Britain is citing legal reasons for why it refuses to permanently return several sacred artifacts to Ethiopia.
Nearly a dozen sacred altar tabots or tablets were stolen from the East African nation back in 1868 during the Battle at the Maqdala where the British defeated Emperor Tewodros II. Now, they're kept in a locked vault of the British Museum and officials don't have plans to let them go.
"We believe that today the British Museum has a unique opportunity to build a lasting and meaningful bridge of friendship between the Britain and Ethiopia by handing the tabots back to the Ethiopian Orthodox Church," supporters wrote in a letter to the museum's trustees.
According to reports, Britain returned several items looted during the Battle of Maqdala to Ethiopia last month, but won't budge on the tabots which are used to consecrate churches and holy spaces. By tradition, the tabots are supposed to be kept out of public view and can only be looked at by priests.
Museum trustees have cited the British Museum Act of 1963 which prohibits the museum from permanently returning items. But advocates say the law allows removal of items "unfit to be retained" so long as they can be handed over "without detriment to the interests of students."

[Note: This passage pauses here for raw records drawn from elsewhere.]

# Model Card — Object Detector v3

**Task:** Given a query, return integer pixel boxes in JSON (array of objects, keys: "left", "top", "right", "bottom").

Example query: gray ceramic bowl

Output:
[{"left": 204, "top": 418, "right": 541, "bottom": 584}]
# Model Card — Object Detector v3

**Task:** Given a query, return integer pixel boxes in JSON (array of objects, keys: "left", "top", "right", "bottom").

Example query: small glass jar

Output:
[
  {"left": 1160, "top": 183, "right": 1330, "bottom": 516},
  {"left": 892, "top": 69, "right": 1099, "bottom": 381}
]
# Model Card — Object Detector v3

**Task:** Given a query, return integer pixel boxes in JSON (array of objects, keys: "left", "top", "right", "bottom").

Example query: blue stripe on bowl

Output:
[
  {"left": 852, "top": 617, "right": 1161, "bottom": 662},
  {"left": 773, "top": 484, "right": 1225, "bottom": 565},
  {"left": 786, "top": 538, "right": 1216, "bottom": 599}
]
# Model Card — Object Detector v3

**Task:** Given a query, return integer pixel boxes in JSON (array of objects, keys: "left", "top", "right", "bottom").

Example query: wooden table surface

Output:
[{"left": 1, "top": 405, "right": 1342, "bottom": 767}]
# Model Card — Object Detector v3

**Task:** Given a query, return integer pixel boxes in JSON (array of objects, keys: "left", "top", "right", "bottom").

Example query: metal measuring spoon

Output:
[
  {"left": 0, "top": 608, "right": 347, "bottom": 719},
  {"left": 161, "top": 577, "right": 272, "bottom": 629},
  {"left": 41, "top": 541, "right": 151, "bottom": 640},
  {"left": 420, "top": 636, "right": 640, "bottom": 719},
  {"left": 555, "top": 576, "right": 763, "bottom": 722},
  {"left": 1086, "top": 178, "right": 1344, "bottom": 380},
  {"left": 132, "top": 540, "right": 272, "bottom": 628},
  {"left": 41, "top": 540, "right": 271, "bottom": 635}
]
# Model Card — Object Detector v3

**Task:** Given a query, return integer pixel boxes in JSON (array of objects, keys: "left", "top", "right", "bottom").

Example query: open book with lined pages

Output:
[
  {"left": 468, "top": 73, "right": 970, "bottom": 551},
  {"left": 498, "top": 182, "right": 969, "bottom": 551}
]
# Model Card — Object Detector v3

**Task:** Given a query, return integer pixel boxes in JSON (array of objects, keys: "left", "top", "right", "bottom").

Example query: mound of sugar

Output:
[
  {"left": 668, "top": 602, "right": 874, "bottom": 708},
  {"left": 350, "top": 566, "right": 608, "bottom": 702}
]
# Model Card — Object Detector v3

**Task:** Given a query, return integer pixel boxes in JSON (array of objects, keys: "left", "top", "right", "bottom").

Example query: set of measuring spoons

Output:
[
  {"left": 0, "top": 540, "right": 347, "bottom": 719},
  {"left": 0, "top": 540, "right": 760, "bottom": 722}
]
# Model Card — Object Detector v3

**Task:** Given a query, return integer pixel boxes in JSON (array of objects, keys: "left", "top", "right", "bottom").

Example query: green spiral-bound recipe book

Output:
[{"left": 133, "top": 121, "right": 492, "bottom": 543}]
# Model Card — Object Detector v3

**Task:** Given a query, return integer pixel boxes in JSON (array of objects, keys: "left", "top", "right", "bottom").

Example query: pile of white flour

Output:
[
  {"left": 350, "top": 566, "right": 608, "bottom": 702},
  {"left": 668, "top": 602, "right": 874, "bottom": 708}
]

Advocates say that since the tabots are in the vault and have never been displayed in an exhibit –– not even in photographs posted to the museum's website –– the tabots have "no apparent use or relevance to the museum."
In a statement to The Guardian, the British Museum said it needs more time to review the documents to address the situation "with full consideration"
Several European nations have returned stolen items to African countries in recent years or announced plans to do so.